Évaluation des procédures de diagnostic ou de dépistage Cours de santé publique
L’utilisation pertinente des tests diagnostiques et de
dépistage requiert la connaissance des notions de base
en matière d’épidémiologie analytique et d’analyse
décisionnelle.
L’objectif est d’accroître la rationalité des
décisions diagnostiques et thérapeutiques et d’évaluer
leur efficacité en fonction de leur coût.
La connaissance
de ces éléments permet de comprendre une notion
fondamentale en médecine : le caractère relatif des
résultats des examens complémentaires. Seuls les tests
dont la réponse est binaire sont envisagés dans ce chapitre.
Validité d’un test, sensibilité,
spécificité, valeurs prédictives :
Le terme de test est utilisé ici dans le sens de source
d’information, il peut donc s’agir d’une démarche clinique
(examen clinique d’un malade, y compris l’interrogatoire) ou paraclinique (prescriptions d’examens
complémentaires).
Les caractéristiques d’un test sont de
2 ordres : d’une part celles qui relèvent exclusivement
du test lui-même, ce sont la sensibilité et la spécificité,
et d’autre part celles qui sont relatives à l’utilisation du
test pour une population donnée, ce sont les valeurs
prédictives.
Dans ce second cas, les qualités du test
dépendent à la fois de ses caractéristiques intrinsèques
(sensibilité et spécificité) et des caractéristiques de la
population à qui ce test est appliqué.
L’intérêt des tests diagnostiques, utilisés seuls ou en
association, est de préciser la probabilité qu’un patient
soit ou non porteur d’une maladie, cette fonction est
exprimée par les valeurs prédictives, respectivement
positive (VPP) et négative (VPN).
A - Sensibilité et spécificité
:
Les tests sont donc caractérisés par 2 paramètres, la
sensibilité et la spécificité.
La sensibilité est la probabilité qu’un test soit positif si
la patient est porteur de la maladie ; la spécificité est la
probabilité qu’un test soit négatif si le patient est indemne
de la maladie considérée.
Les vrais positifs sont les résultats positifs chez les
patients qui ont la maladie, les faux positifs sont les
résultats positifs chez les patients qui n’ont pas la maladie.
Les vrais négatifs sont les résultats négatifs chez les
patients qui n’ont pas la maladie, les faux négatifs sont
les résultats négatifs chez les patients qui ont la maladie.
Il est important de comprendre que la sensibilité et la
spécificité sont des caractéristiques intrinsèques du test
et sont donc indépendantes du type de patient testé.
Par
exemple, si un dosage sérique a une sensibilité de 99 %,
cela signifie que, si on répète 100 fois le même dosage
sur le même sérum d’un patient malade, il sera positif
dans 99 cas et négatif dans 1 cas.
Si la spécificité est de
98 % et si on répète 100 fois le même dosage sur le
même sérum d’un patient non malade, il sera négatif
dans 98 cas et positif dans 2 cas.
Le fait que la sensibilité
et la spécificité ne soient pas égales à 100 % traduit les
imperfections techniques du test et n’a rien à voir avec le
malade.
En général, on ne sait pas a priori si le patient est malade
ou pas, c’est précisément ce que l’on cherche à savoir en
l’examinant ou en prescrivant des examens complémentaires.
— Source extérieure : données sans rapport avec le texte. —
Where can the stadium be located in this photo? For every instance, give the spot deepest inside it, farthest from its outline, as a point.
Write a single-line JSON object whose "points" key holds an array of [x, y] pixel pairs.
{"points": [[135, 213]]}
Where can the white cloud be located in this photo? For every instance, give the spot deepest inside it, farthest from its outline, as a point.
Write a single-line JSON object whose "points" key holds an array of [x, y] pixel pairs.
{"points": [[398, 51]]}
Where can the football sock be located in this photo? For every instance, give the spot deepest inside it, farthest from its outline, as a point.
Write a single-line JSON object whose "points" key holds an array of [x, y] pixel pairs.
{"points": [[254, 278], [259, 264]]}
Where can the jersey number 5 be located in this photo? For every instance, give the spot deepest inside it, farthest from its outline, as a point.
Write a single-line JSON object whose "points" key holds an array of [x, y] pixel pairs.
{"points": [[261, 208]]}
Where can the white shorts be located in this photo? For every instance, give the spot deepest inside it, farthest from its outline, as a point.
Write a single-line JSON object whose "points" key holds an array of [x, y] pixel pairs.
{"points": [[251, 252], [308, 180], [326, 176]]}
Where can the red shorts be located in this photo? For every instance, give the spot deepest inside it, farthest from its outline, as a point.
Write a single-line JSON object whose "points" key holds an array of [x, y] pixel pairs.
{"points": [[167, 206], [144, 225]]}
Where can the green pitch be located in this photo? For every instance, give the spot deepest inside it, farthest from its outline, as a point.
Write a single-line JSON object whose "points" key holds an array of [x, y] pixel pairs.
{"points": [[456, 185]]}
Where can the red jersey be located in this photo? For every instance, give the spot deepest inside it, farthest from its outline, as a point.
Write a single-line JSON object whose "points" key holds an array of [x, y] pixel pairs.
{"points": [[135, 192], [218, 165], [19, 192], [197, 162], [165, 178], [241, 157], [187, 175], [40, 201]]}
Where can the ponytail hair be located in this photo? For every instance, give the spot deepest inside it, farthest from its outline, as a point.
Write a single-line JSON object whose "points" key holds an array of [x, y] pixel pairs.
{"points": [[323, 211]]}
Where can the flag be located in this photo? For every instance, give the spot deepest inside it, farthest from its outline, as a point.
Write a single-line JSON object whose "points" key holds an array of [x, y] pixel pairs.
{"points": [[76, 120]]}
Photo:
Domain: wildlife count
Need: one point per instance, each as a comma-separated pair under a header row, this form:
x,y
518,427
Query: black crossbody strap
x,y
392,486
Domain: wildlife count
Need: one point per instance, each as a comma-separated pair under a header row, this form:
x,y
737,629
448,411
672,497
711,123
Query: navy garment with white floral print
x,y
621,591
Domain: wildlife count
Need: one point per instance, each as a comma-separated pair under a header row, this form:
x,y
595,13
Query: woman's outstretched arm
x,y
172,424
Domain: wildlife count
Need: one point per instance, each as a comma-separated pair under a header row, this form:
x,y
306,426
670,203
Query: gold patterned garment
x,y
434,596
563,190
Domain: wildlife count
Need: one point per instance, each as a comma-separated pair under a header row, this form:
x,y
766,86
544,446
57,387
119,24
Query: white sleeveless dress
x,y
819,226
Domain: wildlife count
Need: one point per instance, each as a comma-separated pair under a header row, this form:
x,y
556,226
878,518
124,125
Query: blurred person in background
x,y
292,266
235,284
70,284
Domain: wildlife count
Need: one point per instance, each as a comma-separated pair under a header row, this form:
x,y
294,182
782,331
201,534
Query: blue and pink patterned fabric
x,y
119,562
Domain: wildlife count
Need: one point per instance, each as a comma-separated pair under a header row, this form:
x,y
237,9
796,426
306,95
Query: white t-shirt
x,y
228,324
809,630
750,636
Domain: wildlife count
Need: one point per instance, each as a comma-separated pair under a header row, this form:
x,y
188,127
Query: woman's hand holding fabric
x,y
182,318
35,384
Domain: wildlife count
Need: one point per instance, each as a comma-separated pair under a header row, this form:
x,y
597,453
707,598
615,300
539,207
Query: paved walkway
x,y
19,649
Ces notions fondamentales pour évaluer les
qualités diagnostiques d’un test ont peu d’utilité directe
en pratique clinique.
Le caractère pathognomonique
décrit dans les anciens traités de médecine signifiait une
spécificité de 100 %, ce qui en fait est bien rare.
B - Valeurs prédictives positive ou négative
:
La question fondamentale pour le clinicien est la suivante :
devant un résultat positif (ou négatif) de test, quelle est
la probabilité pour que le patient soit malade (ou non
malade) ?
Cette probabilité dépend donc des caractéristiques
du test (sensibilité ou spécificité) et de la probabilité
a priori que le patient ait la maladie (ou pas), c’est-à-dire
la prévalence de la maladie dans la population considérée.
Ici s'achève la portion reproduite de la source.